Tapi, justru saat di market hall saya merasa ada yang hilang. “kok nggak ada yang nanyain ya? kan saya mau beli” Pikir saya dalam hati. Saya bahkan sampai bilang sama suami kalau saya kayaknya lebih happy belanja di ACE Hardware, karena saat naik eskalator belum sampai aja udah disenyumin.

Penataan barang di IKEA itu sangat teratur. Saya acungi jempol juga untuk rute yang dibuat, karena semua section bisa kita lewati, seolah semua kebutuhan kita muncul di depan mata. Akibatnya tentu lapar mata melanda, tapi sisi baiknya, barang-barang yang dibutuhkan bisa langsung didapatkan.

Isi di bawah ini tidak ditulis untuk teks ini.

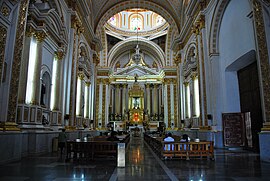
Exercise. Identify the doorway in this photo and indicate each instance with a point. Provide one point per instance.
(250, 100)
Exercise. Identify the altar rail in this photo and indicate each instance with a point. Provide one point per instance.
(177, 149)
(88, 150)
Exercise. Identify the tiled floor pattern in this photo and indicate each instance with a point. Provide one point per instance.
(141, 164)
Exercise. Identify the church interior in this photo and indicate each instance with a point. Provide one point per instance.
(143, 69)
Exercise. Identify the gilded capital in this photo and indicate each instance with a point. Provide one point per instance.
(5, 11)
(29, 31)
(59, 55)
(87, 84)
(201, 22)
(186, 84)
(193, 76)
(40, 36)
(80, 30)
(96, 59)
(177, 59)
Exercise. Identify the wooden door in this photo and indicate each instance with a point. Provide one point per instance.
(233, 129)
(250, 100)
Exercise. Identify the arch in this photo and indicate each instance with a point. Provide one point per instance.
(215, 26)
(146, 45)
(132, 4)
(134, 15)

Selain itu, peta dan segala macam informasi sudah sangat jelas. Ada yang ditempel, digantung, juga yang berbentuk brosur. Pokoknya kita dipaksa untuk mandiri di sini.

Saya nggak bercanda saat saya membandingkan dengan belanja di ACE Hardware atau Informa. Kita bukan hanya tidak mendapatkan senyum, sapa, dan salam ala Pertamina saat di Market Hall IKEA, tapi situasi yang sama pun terjadi di tempat makannya. Tapi bisa dimaklumi, tempat makannya kan bukan restoran, dan lebih mirip seperti kantin karyawan. Apalagi kebetulan saya datang saat jam makan siang yang cukup sibuk.

Nah hal yang paling bodoh yang kami lakukan adalah naik Honda Beat ke IKEA dan membeli beberapa storage box dan printilan lainnya. Saat berada di kasir kami bingung bagaimana cara membawa barang-barang yang sudah kami beli ini.

Saya sudah mempersiapkan diri kalau IKEA tidak menyediakan kantong atau dus. Tapi, yang paling bikin hati saya mencelos adalah saat membayar di kasir, setelah mas kasirnya selesai memindai semua barang yang kami beli, lalu yas udah. Dia membiarkan kami mengurusi belanjaan kami sendiri. Kami merasa seperti anak yang diusir dari rumah lalu bersusah payah merapikan barang bawaan.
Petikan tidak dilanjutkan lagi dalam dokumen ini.